We kijken naar twee dingen tegelijk, in de theatersolo Over de bergen. Het ene is een personage op leeftijd, dat mentaal een beetje de weg kwijt is. Gekleed in een wit onderjurkje, de gebreide sokken in bergschoenen gestoken, struint ze over een zanderige bodem tussen een stel grote keien door. We zijn in de Himalaya, zo krijgen we te verstaan, maar ook weer niet natuurlijk. Op die leeftijd en in zo’n onderjurkje beklim je niet de Himalaya. Bovendien staat er een magnetron tussen de keien. Wat we zien is het vreemde, non-descripte landschap dat zich in de geest van dit personage heeft afgezet.

De vrouw is niet van gisteren, dat is wel op te maken uit haar woordenschat. Dit is een ontwikkelde dame, en toch is er iets mee. Hoe ze fraseert, soms een gek woord tussendoor en hoe ze op de automatische piloot blijft doorpraten, om er vervolgens zelf achter te komen dat ze bazelt („sorry hoor” – maar zonder schaamte). Hier spreekt een rafelende geest. „We brokkelen af,” zegt ze ergens, „we brokkelen”.

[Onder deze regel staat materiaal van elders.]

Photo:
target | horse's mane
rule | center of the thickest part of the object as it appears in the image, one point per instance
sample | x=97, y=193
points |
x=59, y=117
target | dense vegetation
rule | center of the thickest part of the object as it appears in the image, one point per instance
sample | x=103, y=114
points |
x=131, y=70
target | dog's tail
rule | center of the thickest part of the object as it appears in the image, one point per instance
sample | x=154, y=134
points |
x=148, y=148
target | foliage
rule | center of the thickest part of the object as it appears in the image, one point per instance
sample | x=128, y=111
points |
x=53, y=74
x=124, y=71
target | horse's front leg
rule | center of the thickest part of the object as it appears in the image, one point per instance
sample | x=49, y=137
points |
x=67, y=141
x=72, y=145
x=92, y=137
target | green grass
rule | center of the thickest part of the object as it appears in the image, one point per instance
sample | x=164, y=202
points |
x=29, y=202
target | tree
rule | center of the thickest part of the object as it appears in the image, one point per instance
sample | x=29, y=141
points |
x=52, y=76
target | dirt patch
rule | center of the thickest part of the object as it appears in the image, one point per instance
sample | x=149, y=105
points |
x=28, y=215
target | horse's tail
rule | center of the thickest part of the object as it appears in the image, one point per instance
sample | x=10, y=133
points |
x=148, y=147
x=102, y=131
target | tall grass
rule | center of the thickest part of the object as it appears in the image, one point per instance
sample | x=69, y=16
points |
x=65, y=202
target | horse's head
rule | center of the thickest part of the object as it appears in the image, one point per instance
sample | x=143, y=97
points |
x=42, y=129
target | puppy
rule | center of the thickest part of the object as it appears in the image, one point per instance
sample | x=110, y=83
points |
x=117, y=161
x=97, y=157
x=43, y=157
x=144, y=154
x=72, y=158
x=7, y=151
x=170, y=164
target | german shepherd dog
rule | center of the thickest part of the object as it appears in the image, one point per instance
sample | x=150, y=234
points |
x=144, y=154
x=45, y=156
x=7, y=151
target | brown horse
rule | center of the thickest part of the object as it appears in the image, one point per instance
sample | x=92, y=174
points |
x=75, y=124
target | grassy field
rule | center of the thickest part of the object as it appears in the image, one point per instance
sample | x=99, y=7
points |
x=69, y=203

Het andere dat we zien is hoe actrice Annemarie Prins, die het personage vertolkt, zich over het toneel beweegt. Op de flyer staat dat Prins dit jaar 92 wordt; „de oudste nog werkende actrice in Nederland”. Normaal gesproken vestig je niet de aandacht op de biografische gegevens van een acteur, maar in een voorstelling die over vergankelijkheid gaat, kun je er moeilijk omheen.

Annemarie Prins in Over de bergen.
Foto Sanne Peper

Als de vrouw moeizaam loopt, bijvoorbeeld, is dat Prins of is het de rol? (Het is de rol.) Als het gaat over de angst voor morgen („Ik ben niet bang, ben niet bang, ben niet bang” – met wijd opengesperde ogen waarin paniek te lezen staat), hoeveel schemert er hier van de actrice door? Het script dat Prins bij aanvang laconiek op de speelvloer dropt: is dat voor als ze haar tekst vergeet of worden we hier bespeeld?

Herseninfarct

Het idee voor de voorstelling kwam van Prins zelf. Een goede vriendin van haar was na twee herseninfarcten anders gaan spreken en Prins voelde daar direct de theatrale kracht van aan. Ze nam hun gesprekken op en transcribeerde ze, inclusief verhaspelingen. Uit de tachtig pagina’s naar richting zoekende tekstfragmenten die dit opleverde, destilleerde ze samen met dramaturge Sophie Kassies en regisseur Mart van Berckel deze monoloog. Het is een waanzinnige toneeltekst geworden, die alleen al qua vorm vergankelijkheid ademt, dit haperen en ratelen en verspreken en hernemen – taal die aan erosie onderhevig is.

Wel vergt het een behendige acteur om deze monoloog, waarin de ene abstractie zich in de andere haakt, tot leven te wekken en levend te houden. Dat is Prins. En hoe. De virtuositeit en alertheid waarmee ze schakelt tussen nauwelijks samenhangende tekstflarden is ontzagwekkend, de souplesse waarmee ze het publiek bespeelt – stembuiging, twinkeling in de ogen – is om verliefd op te worden. Het personage is tegen de klippen op optimistisch, guitig, kribbig, strijdbaar, kortom: heel erg levend. Over de bergen mag dan gaan om hoe de boel „afbrokkelt”, Prins laat zien dat dit lang niet altijd afbreuk doet aan iemands vitaliteit.